Beyond the Mob Aesthetic: The Practical Virtues of Machine Politics

Reform in New York, like reform before it, has favored greater mass participation, but in terms of many unconnected individuals, each having no power of any importance. "Participation," either as taking part in insurgency or having an institutionalized share of authoritative decision making, may thus be a mechanism for reducing autonomy as easily as one for engendering it. Reform movements have frequently "liberated" the poor from machines, leaving them with less power than before. —THOMAS BLAU, THE END OF COMMUNITY ACTION
It's lucky that I was deeply and completely understood by another human being early in life; the experience, I am sure, saved me from years of ill-conceived romantic entanglements and confessional Twittering. If you are wondering who he was and what he understood, it was my friend David at the moment he said, "So, basically, your political beliefs are determined by which faction you think has better music." Take this as my way of confessing that my abiding love for urban machine politics is in part attributable to an aesthetic affinity for brawlers, bad asses, and boot-strappers.

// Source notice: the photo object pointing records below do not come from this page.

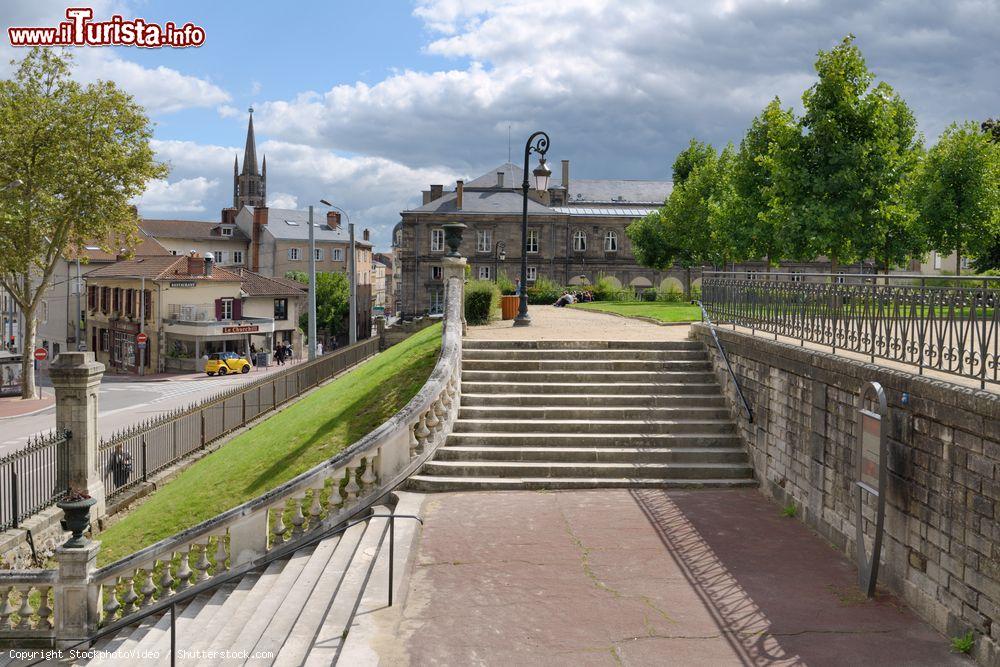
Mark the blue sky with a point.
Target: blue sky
(368, 103)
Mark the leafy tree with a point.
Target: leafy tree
(957, 193)
(747, 219)
(841, 186)
(695, 154)
(333, 294)
(82, 155)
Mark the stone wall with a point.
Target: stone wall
(942, 537)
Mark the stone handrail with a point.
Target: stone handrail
(238, 539)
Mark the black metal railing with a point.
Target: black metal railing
(944, 323)
(31, 478)
(132, 456)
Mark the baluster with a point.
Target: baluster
(131, 597)
(25, 612)
(166, 579)
(298, 519)
(316, 508)
(148, 589)
(202, 565)
(352, 488)
(279, 529)
(220, 554)
(6, 609)
(44, 610)
(184, 572)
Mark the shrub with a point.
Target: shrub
(544, 291)
(505, 284)
(482, 302)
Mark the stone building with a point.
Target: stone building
(576, 233)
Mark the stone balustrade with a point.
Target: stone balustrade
(238, 540)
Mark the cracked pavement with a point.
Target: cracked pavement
(618, 577)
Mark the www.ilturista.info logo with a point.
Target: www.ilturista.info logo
(80, 30)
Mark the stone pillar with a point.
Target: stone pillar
(454, 267)
(76, 378)
(77, 603)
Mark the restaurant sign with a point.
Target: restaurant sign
(246, 328)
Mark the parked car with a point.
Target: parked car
(223, 363)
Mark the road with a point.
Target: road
(121, 403)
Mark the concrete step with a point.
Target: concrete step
(586, 365)
(316, 606)
(430, 484)
(336, 623)
(623, 413)
(595, 400)
(546, 469)
(612, 426)
(594, 454)
(635, 353)
(657, 387)
(479, 344)
(637, 439)
(606, 377)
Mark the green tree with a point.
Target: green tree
(82, 155)
(841, 186)
(747, 216)
(333, 294)
(957, 193)
(695, 154)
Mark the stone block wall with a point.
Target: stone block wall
(941, 550)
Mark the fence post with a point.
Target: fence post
(76, 378)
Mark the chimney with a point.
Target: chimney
(333, 220)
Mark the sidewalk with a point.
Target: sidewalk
(612, 577)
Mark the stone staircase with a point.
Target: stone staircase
(587, 414)
(297, 610)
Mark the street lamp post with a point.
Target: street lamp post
(537, 143)
(499, 255)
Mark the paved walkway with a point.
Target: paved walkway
(640, 578)
(551, 323)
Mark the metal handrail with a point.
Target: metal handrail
(238, 573)
(725, 358)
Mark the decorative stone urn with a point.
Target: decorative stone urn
(77, 519)
(453, 237)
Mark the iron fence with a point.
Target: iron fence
(32, 478)
(943, 323)
(133, 455)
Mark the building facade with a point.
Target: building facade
(576, 234)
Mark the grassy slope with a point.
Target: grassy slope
(275, 450)
(664, 312)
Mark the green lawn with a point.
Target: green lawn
(662, 311)
(279, 448)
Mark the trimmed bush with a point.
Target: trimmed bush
(482, 302)
(544, 292)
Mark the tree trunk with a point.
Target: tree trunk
(28, 354)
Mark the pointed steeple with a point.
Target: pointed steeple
(250, 152)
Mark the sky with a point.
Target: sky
(365, 104)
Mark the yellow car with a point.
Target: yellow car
(224, 363)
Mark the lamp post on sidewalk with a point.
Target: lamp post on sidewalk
(352, 277)
(537, 143)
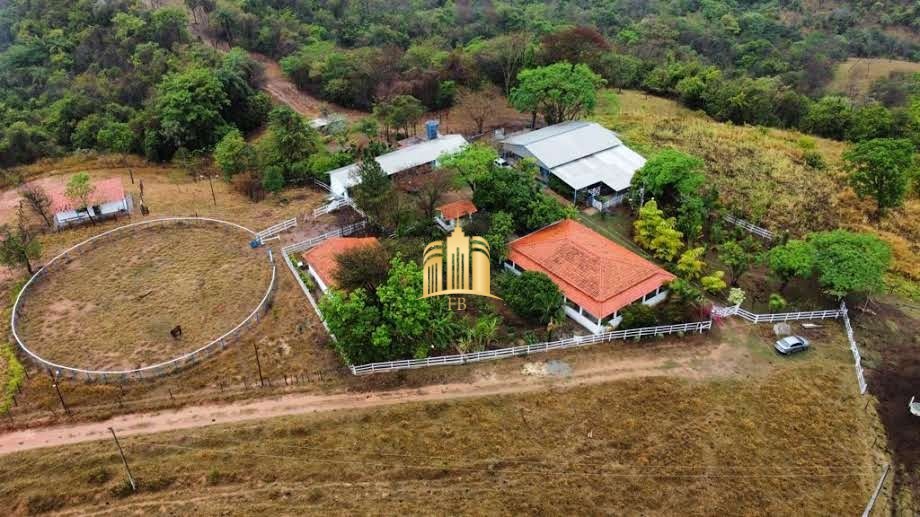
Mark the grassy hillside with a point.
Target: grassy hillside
(790, 439)
(763, 172)
(854, 76)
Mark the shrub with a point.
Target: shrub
(638, 315)
(777, 302)
(532, 296)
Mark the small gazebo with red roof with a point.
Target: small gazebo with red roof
(452, 213)
(597, 276)
(321, 262)
(108, 199)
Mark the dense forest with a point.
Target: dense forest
(122, 76)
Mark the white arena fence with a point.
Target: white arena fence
(307, 244)
(154, 370)
(756, 230)
(276, 229)
(548, 346)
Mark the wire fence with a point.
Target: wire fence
(809, 315)
(548, 346)
(154, 370)
(756, 230)
(276, 229)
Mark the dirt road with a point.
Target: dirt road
(534, 376)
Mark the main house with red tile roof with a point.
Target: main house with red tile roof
(598, 277)
(108, 199)
(320, 259)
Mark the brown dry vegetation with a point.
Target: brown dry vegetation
(112, 306)
(791, 437)
(855, 76)
(762, 172)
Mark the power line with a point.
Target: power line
(490, 471)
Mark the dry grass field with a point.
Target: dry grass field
(112, 307)
(855, 76)
(762, 172)
(789, 436)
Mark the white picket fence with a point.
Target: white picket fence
(332, 206)
(313, 241)
(857, 357)
(810, 315)
(276, 229)
(561, 344)
(756, 230)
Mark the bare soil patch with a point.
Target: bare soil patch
(112, 307)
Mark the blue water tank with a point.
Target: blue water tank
(431, 129)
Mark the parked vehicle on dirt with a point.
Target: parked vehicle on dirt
(791, 344)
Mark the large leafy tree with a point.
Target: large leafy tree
(532, 295)
(881, 168)
(848, 262)
(189, 106)
(656, 233)
(233, 154)
(79, 189)
(374, 192)
(356, 323)
(795, 259)
(473, 164)
(561, 91)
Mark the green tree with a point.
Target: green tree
(881, 168)
(848, 262)
(364, 267)
(407, 315)
(273, 179)
(794, 259)
(189, 105)
(669, 177)
(357, 326)
(374, 192)
(473, 164)
(532, 296)
(116, 137)
(18, 248)
(657, 234)
(79, 190)
(736, 258)
(691, 263)
(233, 154)
(831, 117)
(561, 91)
(500, 229)
(713, 283)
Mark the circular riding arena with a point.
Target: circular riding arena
(143, 299)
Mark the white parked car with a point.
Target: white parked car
(791, 345)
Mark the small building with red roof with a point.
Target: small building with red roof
(453, 213)
(597, 276)
(320, 259)
(108, 199)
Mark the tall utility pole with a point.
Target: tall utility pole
(259, 365)
(124, 460)
(54, 384)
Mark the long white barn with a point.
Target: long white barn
(425, 153)
(583, 155)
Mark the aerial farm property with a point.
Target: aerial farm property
(427, 258)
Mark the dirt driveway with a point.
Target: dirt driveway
(714, 361)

But only in part. I am preparing to give my copy of Patrick Moynihan's Maximum Feasible Misunderstanding to a fellow urbanist—merry Christmas, Noah—and, in the course of copying down underlined passages into the Bookbag Binder, I found the following:
What more conclusive evidence of evil could be adduced against a local political leader during the 1950's, the more so if he were Italian, say, and had taken to wearing expensive clothes, than to charge that he was a "Boss"—that is, that he had power!

. . . In the summer of 1968, the City of New York, with the assistance of a Yale summer intern and the fullest cooperation, as it were, of the New York Times, launched a monster registration campaign in the poorer areas of the City. Had a Tammany Mayor undertaken to spend public funds for such a purpose the Times might have seen the matter differently.
And especially:
It may be that the poor are never "ready" to assume power in an advanced society: the exercise of power in an effective manner is an ability acquired through apprenticeship and seasoning. Thrust on an individual or group, the results are often painful to observe, and when what in fact is conveyed is not power, but a kind of playacting at power, the results can be absurd.

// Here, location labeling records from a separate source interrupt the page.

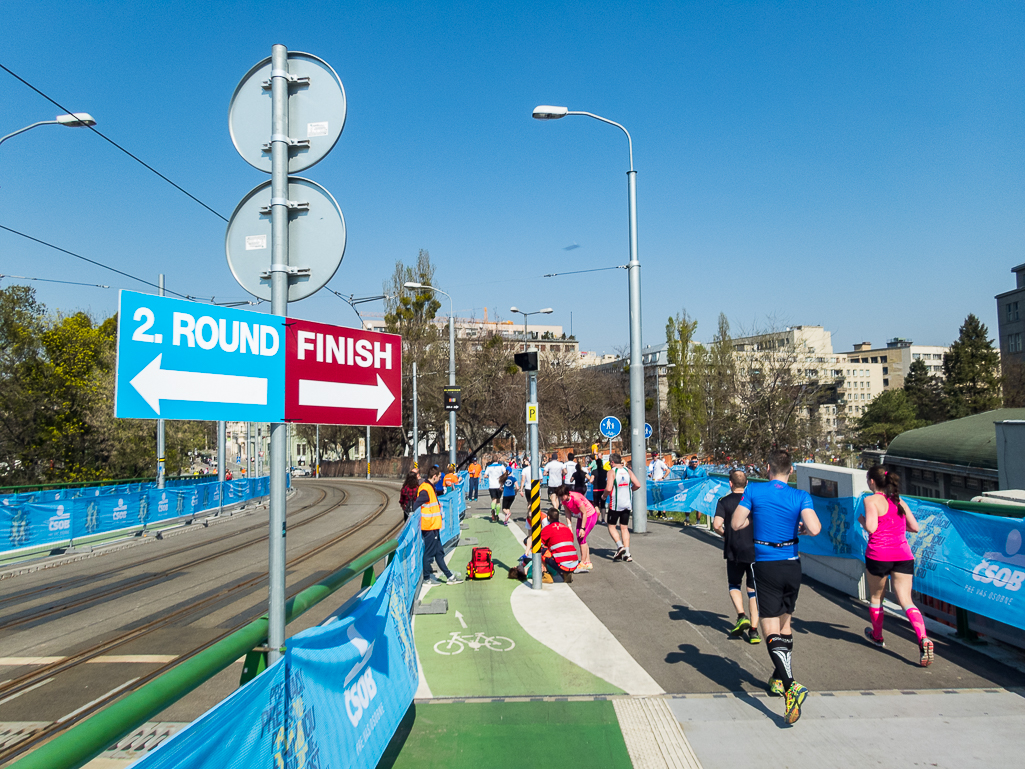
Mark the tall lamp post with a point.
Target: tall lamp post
(451, 361)
(546, 112)
(78, 120)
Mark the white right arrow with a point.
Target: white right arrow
(342, 395)
(156, 383)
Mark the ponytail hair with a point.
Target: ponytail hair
(887, 481)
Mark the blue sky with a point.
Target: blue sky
(855, 165)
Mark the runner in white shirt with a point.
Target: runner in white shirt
(554, 470)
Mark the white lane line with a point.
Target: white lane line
(115, 690)
(25, 691)
(654, 737)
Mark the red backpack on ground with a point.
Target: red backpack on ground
(480, 566)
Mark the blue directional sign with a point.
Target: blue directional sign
(610, 427)
(185, 360)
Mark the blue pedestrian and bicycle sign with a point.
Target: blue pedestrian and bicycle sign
(610, 427)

Term limits, goo-gooism, and other reform-minded follies destroy the political capital of the poor in the guise of trying to save it, as the above Blau quote points out. I may be upset with machine dismantlers for canceling a good soap opera mid-season, but there are real reasons to regard their efforts with suspicion. It is tempting to think of government—especially at the local level—as a matter of administration, not politics, but this fallacy is a luxury that only the middle class can afford. For everything else, there's TammanyCard.